A questo punto buttiamo lì una riflessione che potrebbe diventare un nuovo stimolo: la questione della incomunicabilità non si scopre con gli ’80; è stata la questione principale del cinema impegnato dei ’60 e per un pezzo di ’70, da Bergman a Antonioni stesso, abbiamo visto decine di personaggi dilaniarsi nelle secche del "perché non ci capiamo quando ci parliamo" E giù a rodersi (giustamente, perché il fatto costituiva problema, come filosofia e narrativa di ispirazione esistenzialista avevano celebrato fin dai ’50) e a tormentarsi in campo/controcampo fino al televisivo Scene da un matrimonio. Il fatto è che (così almeno mi pare) il mondo degli ’80 ha accentuato la problematica, portandola anche oltre il livello dei singoli individui (marito/moglie; sorelle – Sussurri e grida –; paziente/infermiera – Persona) a quello dei gruppi e financo delle etnie, capendo in anticipo quello che sarebbe andato a capitare in Europa entro pochi anni. Blade Runner vive anche dello scorrere affiancati di diversi gruppi etnici e idiomi. Il punto d’imballo, l’involuzione, ma anche certo il fascino, di questo cinema (e di questi benedetti ’80) è che la non-comunicazione è sostanzialmente accettata, esibita, denunciata sì ma fatalisticamente, lamentata come ineluttabile, e raramente analizzata, come invece accadeva (forse all’eccesso) nei ’60-’70.
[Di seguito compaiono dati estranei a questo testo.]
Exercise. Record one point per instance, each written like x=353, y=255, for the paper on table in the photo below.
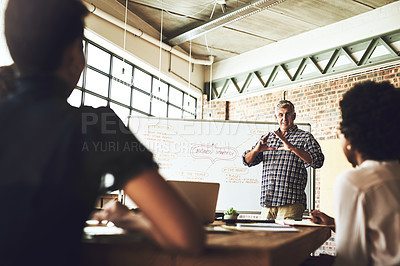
x=266, y=227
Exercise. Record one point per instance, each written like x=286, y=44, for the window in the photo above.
x=109, y=80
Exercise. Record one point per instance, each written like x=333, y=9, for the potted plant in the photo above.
x=230, y=214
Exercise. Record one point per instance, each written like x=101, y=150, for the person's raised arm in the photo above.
x=305, y=156
x=168, y=219
x=260, y=147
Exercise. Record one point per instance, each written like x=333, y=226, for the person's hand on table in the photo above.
x=319, y=217
x=122, y=217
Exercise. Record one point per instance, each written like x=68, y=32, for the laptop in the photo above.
x=201, y=196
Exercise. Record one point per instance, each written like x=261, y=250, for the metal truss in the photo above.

Comunque, tornando al nostro personaggio in crisi, poco risolutore, tendenzialmente sconfitto, poco capace o poco incline a muovere le acque della narrazione, cerca letteralmente aiuto nel profilmico, nella mdp, anela al fatto che il découpage si organizzi in fasi di stasi e contemplazione. Nell’azione vera e propria egli si perderebbe, come il tennista portato all’attacco e al gioco di volo, che se si lascia imprigionare dalla ragnatela di scambi da fondo campo finisce per sbagliare per primo. Il terreno preferenziale del nostro cavaliere molto solitario è quello dello "stop lirico", della pausa contemplativa.